Noch nicht einmal ins Amt gewählt, war Atamans erste Handlung, ungefähr 10.000 Tweets auf Twitter zu löschen. Neben der zu erwartenden Hetze von Rechts gegenüber Ataman kam auch ei­nige berechtigte Kritik. In einem offenen Brief der Initiative „Migrantinnen für Säkularität und Selbstbestimmung“ heißt es, Ferda Ataman habe sich in den letzten Jahren besonders gegenüber Mi­granten diskriminierend geäußert, die ihre politischen Meinungen nicht teilen. Zudem blende sie den Rassismus von Mi­granten gegenüber anderen ethnisch-religiösen Minderheiten aus. Ja, auch Menschen, die Rassismus erfahren, können rassistisch sein. Und ja, auch der an­tialevitische Rassismus, der antikurdische oder antischwarze Rassismus ist eine Realität in diesem Land.

Es gibt nicht nur „weiß“ und „nicht weiß“

Der Antirassismus ist in den letzten Jahren bisweilen zu einem identitätspolitischen Spektakel verkommen, das nur Dichotomien kennt, „weiß“ und „nicht weiß“, „privilegiert“ und „nicht privilegiert“, „Dominanzkultur“ und „Marginalisierte“. Das betrifft bei Weitem nicht nur Ataman. Dabei erhebt das Antidiskriminierungsgesetz einen universalis­tischen Anspruch, da es den Schutz vor Dis­kriminierung aus rassistischen Gründen, wegen Geschlecht, Religion, Herkunft, Behinderung, Alter oder sexueller Orientierung durchzusetzen versucht.

Im Grunde versucht es nur das zu erwirken, was schon im Artikel 3 des Grundgesetzes geschrieben steht, aber in der Realität noch anders aussieht: Da kommt Frau Rezai mit ihrem Rollstuhl nicht ins Kino, weil es immer noch keinen Aufzug gibt, da findet Herr Trabelsi wegen seines arabischen Namens keine Wohnung, und Frau Müller verheimlicht ihre Partnerin, aus Angst, nicht mehr als katholische Religionslehrerin ar­beiten zu können.

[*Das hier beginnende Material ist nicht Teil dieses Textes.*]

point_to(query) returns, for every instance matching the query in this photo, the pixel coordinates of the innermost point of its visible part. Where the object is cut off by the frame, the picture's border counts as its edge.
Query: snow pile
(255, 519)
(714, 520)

Antisemitismus ist überall Antisemitismus

Eine andere Sache, die in diesen Ta­gen ebenso wie die potentielle Antidiskriminierungsbeauftragte die Schlagzeilen füllt, ist die Documenta mit ihrem riesigen Wandgemälde des indonesischen Kollektivs Taring Padi, auf dem ein Schwein mit Davidstern und „Mossad“-Aufschrift und ein Mann mit Kippa, Zigarre und SS-Zeichen auf dem Hut zu sehen sind. Auf den ersten Blick ha­ben diese beiden Themen wenig miteinander zu tun, außer dass Antisemitismus, wenngleich er ein paar Wesensunterschiede zum Rassismus aufweist, auch in den Zuständigkeitsbereich einer Antidiskriminierungsbeauftragten fällt. Doch wenn man genauer hinsieht, lassen sich Berührungspunkte ausmachen in beiden Debatten, die Frage nach doppelten Standards: Wie bewerten wir Rassismus und Antisemitismus, je nachdem, von wem er kommt?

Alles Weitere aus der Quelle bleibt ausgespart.